Dolabella: I feel your pain; Cleopatra: what’s Caesar going to do with me? (5.2.99-108) #BurningBarge #SlowShakespeare

DOLABELLA   Hear me, good madam:

Your loss is as yourself, great, and you bear it

As answering to the weight. Would I might never

O’ertake pursued success but I do feel,

By the rebound of yours, a grief that smites

My very heart at root.

CLEOPATRA  I thank you, sir.

Know you what Caesar means to do with me?

DOLABELLA I am loath to tell you what I would you knew.

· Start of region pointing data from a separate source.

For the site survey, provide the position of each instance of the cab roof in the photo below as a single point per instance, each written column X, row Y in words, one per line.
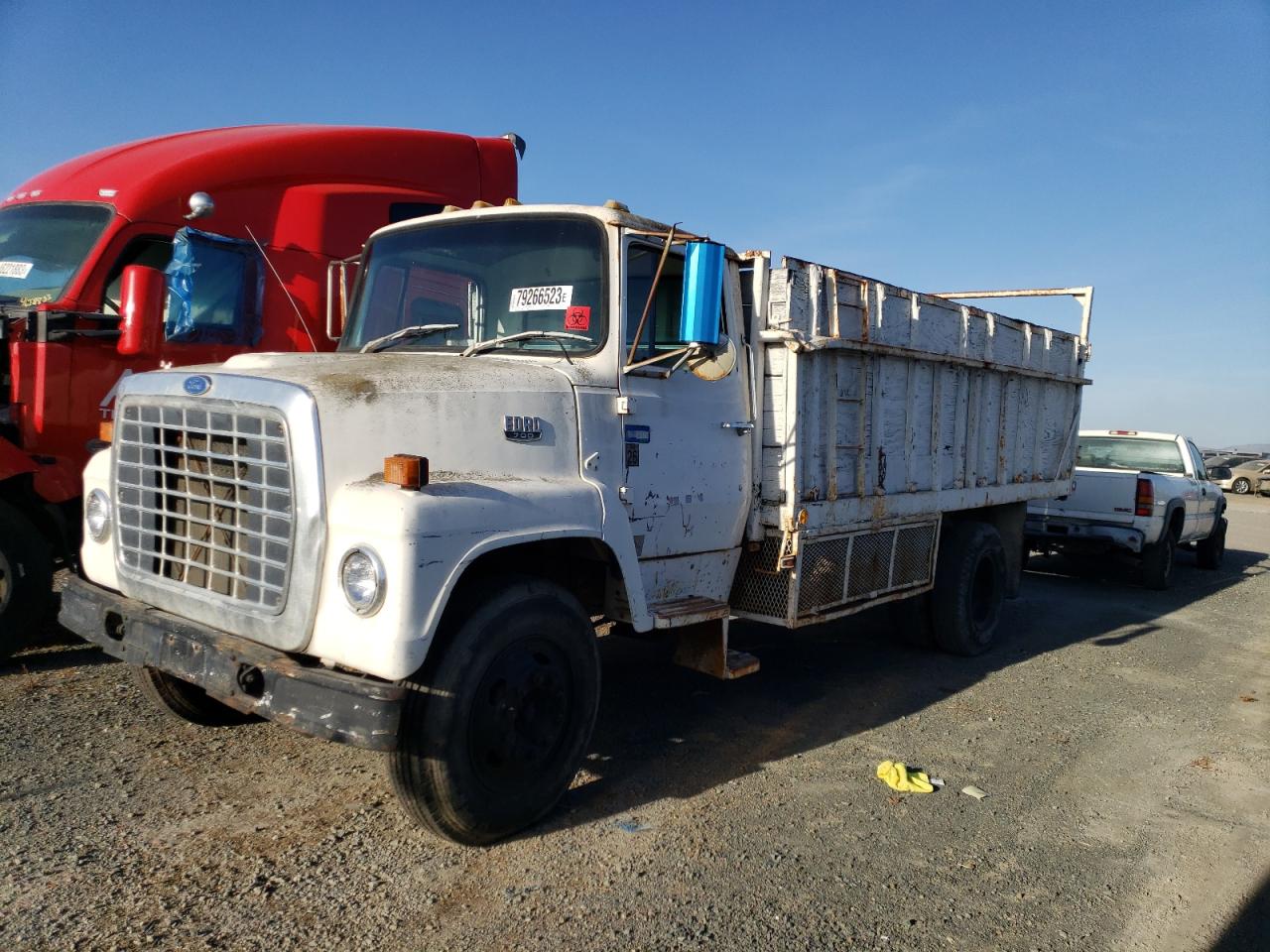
column 154, row 177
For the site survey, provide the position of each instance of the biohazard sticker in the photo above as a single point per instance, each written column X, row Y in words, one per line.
column 545, row 298
column 16, row 270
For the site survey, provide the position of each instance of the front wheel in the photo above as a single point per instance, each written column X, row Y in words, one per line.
column 969, row 588
column 497, row 722
column 1211, row 551
column 186, row 701
column 26, row 579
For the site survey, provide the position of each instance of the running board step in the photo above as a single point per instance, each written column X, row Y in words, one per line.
column 694, row 610
column 703, row 648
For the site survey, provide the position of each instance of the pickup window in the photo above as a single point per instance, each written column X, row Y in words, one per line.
column 1130, row 453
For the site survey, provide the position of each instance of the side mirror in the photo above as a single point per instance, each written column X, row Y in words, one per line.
column 702, row 294
column 141, row 295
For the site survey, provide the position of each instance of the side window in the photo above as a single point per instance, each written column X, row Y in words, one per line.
column 150, row 250
column 1197, row 461
column 661, row 330
column 214, row 290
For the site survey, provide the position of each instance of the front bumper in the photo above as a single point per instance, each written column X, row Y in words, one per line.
column 1074, row 535
column 338, row 706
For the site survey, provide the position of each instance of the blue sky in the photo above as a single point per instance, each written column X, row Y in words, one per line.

CLEOPATRA Nay, pray you, sir.

DOLABELLA Though he be honourable—

CLEOPATRA He’ll lead me then in triumph.

DOLABELLA Madam, he will, I know’t.       (5.2.99-108)

 

At least momentarily, Cleopatra’s run out of steam, and Dolabella needs to get her to listen to him. He does it by letting her know that he’s listened to her, that he respects her, that he has some sense of the pain that she’s in. Hear me, good madam: your loss is as yourself, great. This is huge; I can see that you are utterly bereft and lost. You are of such status yourself, and yet you are bearing this great loss as answering to the weight, in a manner proportional to its magnitude. I hear you, and I see you. And I feel for you, he adds: would I might never o’ertake pursued success, achieve my ambitions (he certainly acknowledges that he’s ambitious) but I do feel, unless I have enough humanity to experience something of your pain, by the rebound of yours—Cleopatra’s grief has a kind of forcefield around it, it’s palpable, it vibrates other bodies beyond her own—a grief that smites my very heart at root. I feel your suffering deep within me; I feel something of your pain.

 

Cleopatra will take that, with simple dignity: I thank you, sir. So she trusts him enough, perhaps, to ask her question directly: know you what Caesar means to do with me? What’s in store? Dolabella’s still ambitious enough, politic enough to prevaricate: I am loath to tell you what I would you knew. I’d really like to tell you! But I really shouldn’t, I can’t. I’m not meant to say. Simple dignity again, and politeness (although as always there’s the possibility to play the complete opposite, a haughty peremptoriness): come on, please. Nay, pray you, sir. We understand each other. Dolabella tries to soften it—though he be honourable, Caesar that is—but the caveat’s enough, she knows what’s in store. He’ll lead me then in triumph, finishes Cleopatra. I know what you’re going to say. The thing she most dreads. And all Dolabella can do is confirm, courteously, definitively: madam, he will, I know’t. Yup.